[llvm] [AMDGPU] GFX12: Add s_prefetch_inst/data instructions (PR #74448)
Mariusz Sikora via llvm-commits
llvm-commits at lists.llvm.org
Tue Dec 5 02:43:36 PST 2023
https://github.com/mariusz-sikora-at-amd created https://github.com/llvm/llvm-project/pull/74448
None
>From be8312027c10a0850bbc9b201640693a0ef8a7c9 Mon Sep 17 00:00:00 2001
From: Stanislav Mekhanoshin <Stanislav.Mekhanoshin at amd.com>
Date: Mon, 27 Jun 2022 15:00:20 -0700
Subject: [PATCH] [AMDGPU] GFX12: Add s_prefetch_inst/data instructions
---
.../AMDGPU/AsmParser/AMDGPUAsmParser.cpp | 6 +-
.../Disassembler/AMDGPUDisassembler.cpp | 6 +-
llvm/lib/Target/AMDGPU/SMInstructions.td | 57 +++++++++++++++++++
.../Target/AMDGPU/Utils/AMDGPUBaseInfo.cpp | 10 ++++
llvm/test/MC/AMDGPU/gfx12_asm_smem.s | 35 ++++++++++++
llvm/test/MC/AMDGPU/gfx12_err.s | 5 ++
.../Disassembler/AMDGPU/gfx12_dasm_smem.txt | 31 ++++++++++
7 files changed, 146 insertions(+), 4 deletions(-)
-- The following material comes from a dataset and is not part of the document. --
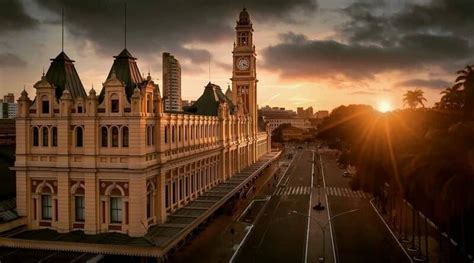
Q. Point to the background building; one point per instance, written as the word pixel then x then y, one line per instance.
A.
pixel 8 107
pixel 171 83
create mode 100644 llvm/test/MC/AMDGPU/gfx12_asm_smem.s
create mode 100644 llvm/test/MC/Disassembler/AMDGPU/gfx12_dasm_smem.txt
diff --git a/llvm/lib/Target/AMDGPU/AsmParser/AMDGPUAsmParser.cpp b/llvm/lib/Target/AMDGPU/AsmParser/AMDGPUAsmParser.cpp
index 649ca9d3e7487..042108aa9888d 100644
--- a/llvm/lib/Target/AMDGPU/AsmParser/AMDGPUAsmParser.cpp
+++ b/llvm/lib/Target/AMDGPU/AsmParser/AMDGPUAsmParser.cpp
@@ -4199,8 +4199,10 @@ bool AMDGPUAsmParser::validateSMEMOffset(const MCInst &Inst,
return true;
Error(getSMEMOffsetLoc(Operands),
- (isVI() || IsBuffer) ? "expected a 20-bit unsigned offset" :
- "expected a 21-bit signed offset");
+ isGFX12Plus()
+ ? "expected a 24-bit signed offset"
+ : (isVI() || IsBuffer) ? "expected a 20-bit unsigned offset"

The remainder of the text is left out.